The liability coverage continues to read:
We will defend an insured person sued as the result of an auto accident, even if the suit is groundless or false. We will choose the counsel. We may settle any claim or suit if we believe it is proper.
This language is very powerful, and unless you read it carefully, you will miss the detail.
This is the promise they are making to you in exchange of premium. This is what they agree to do.
Do you see how they slip two clauses against you?
They included the rights of counsel concept (we will choose the attorney) and rights of settlement clause (we will settle as we see fit), but that aside, that is it their promise.
When reading any auto policy, you must start with the declarations page (to see if that coverage is listed), then you must move on to the Insuring Agreement. After the agreement, you must look at the DEFINITIONS.
You must look at the entire coverage section. If there is no subheading under the specific coverage part indicating “definitions”, then you must go to the first page where the original definitions are located.
The first page of definitions applies to the entire auto policy, unless they are redefined on the specific coverage section.
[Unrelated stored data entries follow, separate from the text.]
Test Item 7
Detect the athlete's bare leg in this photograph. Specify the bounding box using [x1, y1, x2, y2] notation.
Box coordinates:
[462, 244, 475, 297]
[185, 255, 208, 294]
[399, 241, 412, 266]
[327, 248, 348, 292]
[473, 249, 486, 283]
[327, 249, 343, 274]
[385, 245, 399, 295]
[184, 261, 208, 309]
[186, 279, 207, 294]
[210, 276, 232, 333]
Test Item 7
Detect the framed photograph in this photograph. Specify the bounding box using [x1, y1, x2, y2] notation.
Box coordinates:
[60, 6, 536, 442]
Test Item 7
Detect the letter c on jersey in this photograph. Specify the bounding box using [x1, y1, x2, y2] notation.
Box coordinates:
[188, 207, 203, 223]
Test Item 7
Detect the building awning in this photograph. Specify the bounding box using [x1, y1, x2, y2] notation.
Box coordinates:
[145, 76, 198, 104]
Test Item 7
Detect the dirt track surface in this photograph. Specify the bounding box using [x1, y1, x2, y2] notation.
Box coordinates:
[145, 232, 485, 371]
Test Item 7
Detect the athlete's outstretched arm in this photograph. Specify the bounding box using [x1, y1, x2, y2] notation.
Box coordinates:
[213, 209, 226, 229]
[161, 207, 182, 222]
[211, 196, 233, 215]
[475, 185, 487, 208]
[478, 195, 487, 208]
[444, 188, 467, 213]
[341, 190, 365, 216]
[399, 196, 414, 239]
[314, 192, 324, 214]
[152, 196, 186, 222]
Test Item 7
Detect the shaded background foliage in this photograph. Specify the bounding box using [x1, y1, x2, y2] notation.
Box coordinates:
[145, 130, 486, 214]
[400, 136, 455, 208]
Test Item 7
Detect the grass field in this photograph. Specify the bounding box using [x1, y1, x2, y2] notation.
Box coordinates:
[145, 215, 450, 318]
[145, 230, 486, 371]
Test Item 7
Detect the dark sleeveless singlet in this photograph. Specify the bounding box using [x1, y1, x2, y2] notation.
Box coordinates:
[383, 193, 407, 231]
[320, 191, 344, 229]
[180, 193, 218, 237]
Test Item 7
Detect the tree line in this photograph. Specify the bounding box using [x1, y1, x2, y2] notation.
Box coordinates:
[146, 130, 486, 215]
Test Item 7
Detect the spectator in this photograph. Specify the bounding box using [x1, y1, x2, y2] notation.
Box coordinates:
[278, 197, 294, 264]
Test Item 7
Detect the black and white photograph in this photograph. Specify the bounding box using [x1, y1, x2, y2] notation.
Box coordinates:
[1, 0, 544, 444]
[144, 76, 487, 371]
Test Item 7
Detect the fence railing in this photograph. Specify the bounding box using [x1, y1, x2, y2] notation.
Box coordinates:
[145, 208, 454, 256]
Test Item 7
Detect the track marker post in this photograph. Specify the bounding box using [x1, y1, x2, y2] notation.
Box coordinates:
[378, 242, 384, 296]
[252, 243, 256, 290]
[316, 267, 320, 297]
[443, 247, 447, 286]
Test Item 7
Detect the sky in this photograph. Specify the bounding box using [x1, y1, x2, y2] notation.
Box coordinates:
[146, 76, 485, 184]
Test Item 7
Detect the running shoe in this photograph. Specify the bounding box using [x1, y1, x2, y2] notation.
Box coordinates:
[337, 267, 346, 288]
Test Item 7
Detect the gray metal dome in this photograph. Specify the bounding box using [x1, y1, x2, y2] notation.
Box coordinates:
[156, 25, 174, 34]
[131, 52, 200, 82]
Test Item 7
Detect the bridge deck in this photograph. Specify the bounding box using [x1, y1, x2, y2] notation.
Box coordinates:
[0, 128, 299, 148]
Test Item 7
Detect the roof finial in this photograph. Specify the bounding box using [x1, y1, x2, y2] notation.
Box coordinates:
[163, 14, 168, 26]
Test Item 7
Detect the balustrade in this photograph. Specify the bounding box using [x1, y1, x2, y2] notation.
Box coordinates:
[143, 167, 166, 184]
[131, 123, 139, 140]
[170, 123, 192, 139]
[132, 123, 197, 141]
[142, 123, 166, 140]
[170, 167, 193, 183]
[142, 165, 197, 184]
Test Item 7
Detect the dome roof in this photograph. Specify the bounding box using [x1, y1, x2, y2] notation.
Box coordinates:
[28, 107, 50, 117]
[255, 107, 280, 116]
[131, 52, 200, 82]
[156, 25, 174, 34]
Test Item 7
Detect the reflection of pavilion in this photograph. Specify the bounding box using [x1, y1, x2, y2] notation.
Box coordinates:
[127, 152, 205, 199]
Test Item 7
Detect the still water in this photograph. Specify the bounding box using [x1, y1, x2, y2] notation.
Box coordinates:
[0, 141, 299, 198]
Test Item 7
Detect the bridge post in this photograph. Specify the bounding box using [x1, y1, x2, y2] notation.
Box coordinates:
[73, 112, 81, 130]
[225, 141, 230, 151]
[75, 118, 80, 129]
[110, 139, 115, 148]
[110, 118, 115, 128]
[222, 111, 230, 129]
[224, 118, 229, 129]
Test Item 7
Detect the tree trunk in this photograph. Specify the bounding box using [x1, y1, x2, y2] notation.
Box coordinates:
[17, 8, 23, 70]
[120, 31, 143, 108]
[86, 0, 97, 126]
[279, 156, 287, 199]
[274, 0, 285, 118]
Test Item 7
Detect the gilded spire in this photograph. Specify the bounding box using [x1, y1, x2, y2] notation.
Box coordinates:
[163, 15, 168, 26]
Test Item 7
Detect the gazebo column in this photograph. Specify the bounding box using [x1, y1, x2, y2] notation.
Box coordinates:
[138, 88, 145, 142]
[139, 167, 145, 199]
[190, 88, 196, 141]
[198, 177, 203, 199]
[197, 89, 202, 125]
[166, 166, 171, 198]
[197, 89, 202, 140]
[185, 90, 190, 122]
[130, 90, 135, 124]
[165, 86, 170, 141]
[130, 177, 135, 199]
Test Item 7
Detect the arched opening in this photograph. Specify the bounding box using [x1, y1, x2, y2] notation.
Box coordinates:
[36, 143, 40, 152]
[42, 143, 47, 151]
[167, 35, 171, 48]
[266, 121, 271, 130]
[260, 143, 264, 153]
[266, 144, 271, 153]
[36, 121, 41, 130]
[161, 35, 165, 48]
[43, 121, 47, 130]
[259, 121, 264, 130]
For example, under the Liability coverage the definition of INSURED should look like this:
You, any resident and any other person using your insured auto with your permission.
Basically, an insured is any person behind the steering wheel of your car so long as they are using it with your permission. A thief would be excluded!
But what about Johnny the 3 year old? Well, look at the criteria, is he a resident? If yes, then did he have permission? Here it will be a little tricky. Who gives the keys to a 3 year old? No one, in their right mind that is.
But note, it does not say that the engine must be on, or it must be moving. It says “using”. What does that mean?
Using could mean just sitting in it, or playing in it (like a three year old playing in the car).
In this case, you will have to see if the word “using” is defined in the specific section, if it is not, then you must look at the definition page in front of the policy.
If there is no definition for this word, then the Interpretation of the Policy concept will be applied.